US: NFIB Small Business optimism (Feb): 98.8 vs 99.6 expected (prior: 99.3)

  • Sentiment among US small businesses fell slightly for a second consecutive month, partly reversing the positive trend seen at the end of last year, but remains broadly stable by recent standards.
  • Owners are increasingly worried about the outlook for sales and the economy, with the optimism index slipping.

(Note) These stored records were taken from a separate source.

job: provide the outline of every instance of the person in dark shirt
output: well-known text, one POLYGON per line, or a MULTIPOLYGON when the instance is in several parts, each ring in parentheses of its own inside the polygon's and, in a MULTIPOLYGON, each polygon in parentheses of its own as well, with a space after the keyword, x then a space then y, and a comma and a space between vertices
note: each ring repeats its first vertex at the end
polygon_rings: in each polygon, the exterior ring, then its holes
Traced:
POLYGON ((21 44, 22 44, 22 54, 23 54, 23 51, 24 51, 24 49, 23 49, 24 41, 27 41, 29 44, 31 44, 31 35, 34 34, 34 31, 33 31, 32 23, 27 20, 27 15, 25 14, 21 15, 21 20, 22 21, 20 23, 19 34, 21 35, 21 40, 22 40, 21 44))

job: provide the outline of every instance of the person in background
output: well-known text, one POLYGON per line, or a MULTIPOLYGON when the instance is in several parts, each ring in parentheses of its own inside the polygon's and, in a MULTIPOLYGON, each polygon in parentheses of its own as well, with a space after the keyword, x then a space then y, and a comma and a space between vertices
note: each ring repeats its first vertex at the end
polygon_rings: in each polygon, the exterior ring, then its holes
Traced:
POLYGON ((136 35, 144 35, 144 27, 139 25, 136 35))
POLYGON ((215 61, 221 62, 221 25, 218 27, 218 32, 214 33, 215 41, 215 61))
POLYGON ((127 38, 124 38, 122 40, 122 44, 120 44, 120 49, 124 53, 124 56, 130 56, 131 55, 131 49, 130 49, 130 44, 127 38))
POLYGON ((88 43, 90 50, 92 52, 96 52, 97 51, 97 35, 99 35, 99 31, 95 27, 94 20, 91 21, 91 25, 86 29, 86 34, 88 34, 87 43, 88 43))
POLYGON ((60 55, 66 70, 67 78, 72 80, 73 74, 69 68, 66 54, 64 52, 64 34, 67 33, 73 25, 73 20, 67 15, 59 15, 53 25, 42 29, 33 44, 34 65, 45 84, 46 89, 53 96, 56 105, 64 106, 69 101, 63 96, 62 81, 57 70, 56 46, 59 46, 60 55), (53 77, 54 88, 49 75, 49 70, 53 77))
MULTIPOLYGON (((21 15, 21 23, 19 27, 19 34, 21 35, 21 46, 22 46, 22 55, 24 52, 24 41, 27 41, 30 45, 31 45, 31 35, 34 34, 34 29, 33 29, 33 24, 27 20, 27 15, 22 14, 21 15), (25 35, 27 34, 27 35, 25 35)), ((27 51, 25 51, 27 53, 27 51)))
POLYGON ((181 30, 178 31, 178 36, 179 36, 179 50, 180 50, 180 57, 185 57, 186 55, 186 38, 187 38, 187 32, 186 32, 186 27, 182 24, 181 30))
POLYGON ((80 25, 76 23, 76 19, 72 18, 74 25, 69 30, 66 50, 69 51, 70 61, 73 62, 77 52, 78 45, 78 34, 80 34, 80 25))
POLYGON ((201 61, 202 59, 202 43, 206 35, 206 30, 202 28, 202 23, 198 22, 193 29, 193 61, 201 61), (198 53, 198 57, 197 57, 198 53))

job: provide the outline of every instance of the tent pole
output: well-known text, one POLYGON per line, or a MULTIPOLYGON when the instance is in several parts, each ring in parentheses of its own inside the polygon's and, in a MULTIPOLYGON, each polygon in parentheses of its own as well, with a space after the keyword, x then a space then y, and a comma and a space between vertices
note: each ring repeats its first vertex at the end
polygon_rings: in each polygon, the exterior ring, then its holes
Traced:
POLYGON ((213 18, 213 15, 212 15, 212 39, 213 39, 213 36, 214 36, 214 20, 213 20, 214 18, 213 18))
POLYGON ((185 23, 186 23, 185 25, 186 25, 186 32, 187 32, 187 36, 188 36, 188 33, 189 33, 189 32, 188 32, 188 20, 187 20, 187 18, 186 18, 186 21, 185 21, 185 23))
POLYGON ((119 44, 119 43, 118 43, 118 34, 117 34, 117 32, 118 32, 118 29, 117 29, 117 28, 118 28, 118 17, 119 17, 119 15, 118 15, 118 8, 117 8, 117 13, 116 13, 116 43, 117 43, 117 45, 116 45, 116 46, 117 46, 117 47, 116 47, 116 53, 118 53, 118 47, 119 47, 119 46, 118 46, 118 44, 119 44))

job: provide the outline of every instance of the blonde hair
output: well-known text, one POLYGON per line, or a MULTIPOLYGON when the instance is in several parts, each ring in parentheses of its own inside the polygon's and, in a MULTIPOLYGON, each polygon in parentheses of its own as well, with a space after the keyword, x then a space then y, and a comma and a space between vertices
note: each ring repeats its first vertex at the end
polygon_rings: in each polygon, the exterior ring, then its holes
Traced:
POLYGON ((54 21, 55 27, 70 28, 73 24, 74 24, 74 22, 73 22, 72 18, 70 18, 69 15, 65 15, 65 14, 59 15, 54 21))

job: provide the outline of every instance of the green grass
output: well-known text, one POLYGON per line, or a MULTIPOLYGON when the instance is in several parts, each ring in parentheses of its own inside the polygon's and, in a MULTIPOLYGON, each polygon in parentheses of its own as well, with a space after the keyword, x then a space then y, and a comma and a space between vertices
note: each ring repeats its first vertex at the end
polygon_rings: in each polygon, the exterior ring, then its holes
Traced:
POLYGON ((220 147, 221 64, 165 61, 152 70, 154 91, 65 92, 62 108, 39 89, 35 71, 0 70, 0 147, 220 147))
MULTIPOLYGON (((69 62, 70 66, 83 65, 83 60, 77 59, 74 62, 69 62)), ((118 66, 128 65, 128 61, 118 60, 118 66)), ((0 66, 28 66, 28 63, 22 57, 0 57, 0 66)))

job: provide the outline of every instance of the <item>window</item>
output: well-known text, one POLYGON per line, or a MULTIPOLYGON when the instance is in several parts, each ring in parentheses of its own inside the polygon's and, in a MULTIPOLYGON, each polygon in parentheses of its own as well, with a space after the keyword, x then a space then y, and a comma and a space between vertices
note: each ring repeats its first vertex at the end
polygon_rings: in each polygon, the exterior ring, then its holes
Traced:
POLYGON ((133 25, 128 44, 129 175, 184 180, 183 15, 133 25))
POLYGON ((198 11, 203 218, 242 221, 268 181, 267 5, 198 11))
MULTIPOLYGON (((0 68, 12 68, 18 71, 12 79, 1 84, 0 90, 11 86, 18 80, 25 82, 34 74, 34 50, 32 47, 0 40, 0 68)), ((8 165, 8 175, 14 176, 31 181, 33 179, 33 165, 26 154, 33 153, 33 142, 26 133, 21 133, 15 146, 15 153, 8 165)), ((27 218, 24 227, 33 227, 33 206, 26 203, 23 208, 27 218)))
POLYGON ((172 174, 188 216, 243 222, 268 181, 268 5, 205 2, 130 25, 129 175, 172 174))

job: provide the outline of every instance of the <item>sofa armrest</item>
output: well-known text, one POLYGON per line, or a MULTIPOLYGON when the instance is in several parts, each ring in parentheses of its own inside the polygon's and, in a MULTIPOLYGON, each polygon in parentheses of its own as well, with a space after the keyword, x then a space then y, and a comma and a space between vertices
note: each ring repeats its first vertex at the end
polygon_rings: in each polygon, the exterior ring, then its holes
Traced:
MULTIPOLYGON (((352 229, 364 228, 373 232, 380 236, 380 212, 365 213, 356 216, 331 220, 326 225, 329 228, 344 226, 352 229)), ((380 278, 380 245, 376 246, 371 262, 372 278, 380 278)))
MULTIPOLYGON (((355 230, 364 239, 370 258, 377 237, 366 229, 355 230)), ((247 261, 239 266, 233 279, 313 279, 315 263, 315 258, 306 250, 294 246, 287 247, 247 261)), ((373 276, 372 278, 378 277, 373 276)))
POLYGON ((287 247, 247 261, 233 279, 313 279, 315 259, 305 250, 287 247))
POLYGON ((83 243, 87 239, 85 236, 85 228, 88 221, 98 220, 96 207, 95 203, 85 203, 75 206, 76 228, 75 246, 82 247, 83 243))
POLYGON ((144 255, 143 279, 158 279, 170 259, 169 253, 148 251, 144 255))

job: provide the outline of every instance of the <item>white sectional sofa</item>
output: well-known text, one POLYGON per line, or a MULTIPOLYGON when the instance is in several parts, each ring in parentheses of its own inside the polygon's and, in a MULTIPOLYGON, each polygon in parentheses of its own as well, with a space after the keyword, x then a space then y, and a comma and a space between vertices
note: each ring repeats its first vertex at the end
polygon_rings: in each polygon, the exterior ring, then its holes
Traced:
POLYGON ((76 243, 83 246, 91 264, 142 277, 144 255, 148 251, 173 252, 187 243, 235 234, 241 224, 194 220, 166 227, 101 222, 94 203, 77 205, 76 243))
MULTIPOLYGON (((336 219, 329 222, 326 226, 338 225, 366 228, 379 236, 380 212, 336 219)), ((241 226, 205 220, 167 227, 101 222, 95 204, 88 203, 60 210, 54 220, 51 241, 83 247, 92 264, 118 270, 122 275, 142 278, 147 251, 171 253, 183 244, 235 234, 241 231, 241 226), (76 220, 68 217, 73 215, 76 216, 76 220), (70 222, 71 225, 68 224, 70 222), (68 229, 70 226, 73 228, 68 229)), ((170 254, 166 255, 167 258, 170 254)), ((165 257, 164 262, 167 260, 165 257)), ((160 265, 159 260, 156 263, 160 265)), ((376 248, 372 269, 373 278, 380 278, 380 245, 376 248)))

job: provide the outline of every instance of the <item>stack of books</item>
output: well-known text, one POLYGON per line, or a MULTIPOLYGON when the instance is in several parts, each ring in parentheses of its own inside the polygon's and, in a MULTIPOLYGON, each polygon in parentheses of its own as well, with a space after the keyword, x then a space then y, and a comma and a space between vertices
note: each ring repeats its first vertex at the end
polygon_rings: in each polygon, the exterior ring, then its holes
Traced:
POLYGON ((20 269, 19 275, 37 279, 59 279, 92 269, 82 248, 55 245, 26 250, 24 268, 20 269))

Pricing power is fading as the pace of price increases continues to weaken.
  • The survey was conducted throughout February and does not yet incorporate the surge in energy prices linked to the Iran conflict.
  • Looking ahead, a larger share of owners may raise selling prices to pass through higher input costs.

 

US: Existing home sales (Feb): 4.09M vs 3.88M expected (prior: 4.02M revised from 3.91M)

  • Sales of previously owned American homes beat expectations in February, lifted by a fleeting improvement in affordability as mortgage rates dipped to a 3-year low of 6.09%, nudging more buyers to close deals.
  • Yet the wider housing market remains subdued, with activity still far shy of its pre-pandemic cadence of roughly 5m-6m annualized sales, and a durable recovery likely contingent on steadier rate relief and more supply.

 

Germany: Trade Balance (Jan): 21.2bn EUR vs 15.4bn expected (prior: 17.4bn revised from 17.1bn)

  • Germany’s trade surplus widened sharply as imports fell 5.9% m/m, outpacing a 2.3% drop in exports.
  • The slump in shipments was concentrated in Europe: exports to EU partners fell 4.8%, including a 5.7% decline to the euro area and a 2.7% drop to non-euro EU members.
  • Beyond Europe, the picture was mixed. Exports to third countries edged up 1%, buoyed by an 11.7% jump in sales to the United States, Germany’s largest market. By contrast, exports to the United Kingdom slipped 2.6%, shipments to China tumbled 13.2%, and sales to Russia fell 5.9%.
segunda-feira, março 09

German industrial production dipped in January

Germany: Industrial production (Jan): -0.5% m/m vs 1.0% expected (prior: -1.0% revised from -1.9%)

  • Germany’s industry stumbled in January, dimming hopes of a quick rebound despite February’s uptick in the PMI.
  • Manufacturing output fell 2.4% m/m (sa), partly offset by a 2.9% rise in construction and an 11.8% jump in energy.
  • Factory orders plunged 11.1% m/m, but excluding volatile bulk orders they slipped just 0.4%, suggesting the underlying trend remains steadier than the headline.
  • If energy prices keep climbing, input costs will rise further, threatening production and souring manufacturing sentiment.